I've written a daemon in Haskell that scrapes information from a webpage every 5 minutes.
The daemon originally ran fine for about 50 minutes, but then it unexpectedly died with out of memory (requested 1048576 bytes)
. Every time I ran it it died after the same amount of time. Setting it to sleep only 30 seconds, it instead died after 8 minutes.
I realized the code to scrape the website was incredibly memory inefficient (going from about 30M while sleeping to 250M while parsing 9M of html), so I rewrote it so that now it only uses about 15M extra while parsing. Thinking the problem was fixed, I ran the daemon overnight and when I woke up it was actually using less memory than it was that night. I thought I was done, but roughly 20 hours after it had started, it had crashed with the same error.
I started looking into ghc profiling but I wasn't able to get that to work. Next I started messing with rts options, and I tried setting -H64m
to set the default heap size to be larger than my program was using, and also using -Ksize
to shrink the maximum size of the stack to see if that would make it crash sooner.

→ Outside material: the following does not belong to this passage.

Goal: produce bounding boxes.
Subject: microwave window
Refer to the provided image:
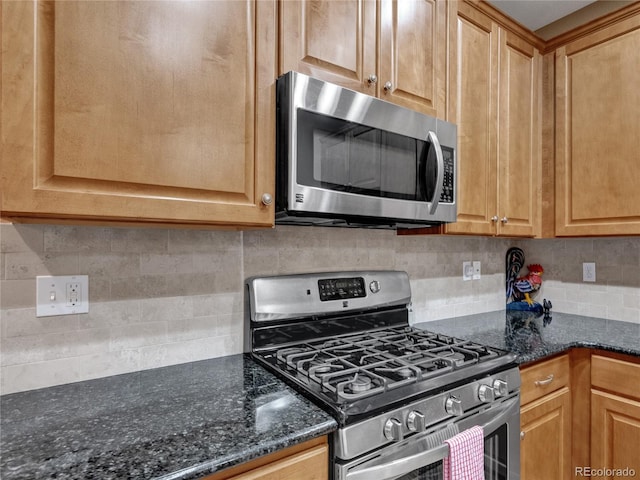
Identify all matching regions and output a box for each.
[297,109,436,201]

Despite every change I've made, the daemon still seems to crash after a constant number of iterations. Making the parsing more memory efficient made this value higher, but it still crashes. This doesn't make sense to me because none of these have runs have even come close to using all of my memory, much less swap space. The heap size is supposed to be unlimited by default, shrinking the stack size didn't make a difference, and all my ulimits are either unlimited or significantly higher than what the daemon is using.
In the original code I pinpointed the crash to somewhere in the html parsing, but I haven't done the same for the more memory efficient version because 20 hours takes so long to run. I don't know if this would even be useful to know because it doesn't seem like any specific part of the program is broken because it run successfully for dozens of iterations before crashing.
Out of ideas, I even looked through the ghc source code for this error, and it appears to be a failed call to mmap, which wasn't very helpful to me because I assume that isn't the root of the problem.
(Edit: code rewritten and moved to end of post)
I'm pretty new at Haskell, so I'm hoping this is some quirk of lazy evaluation or something else that has a quick fix. Otherwise, I'm fresh out of ideas.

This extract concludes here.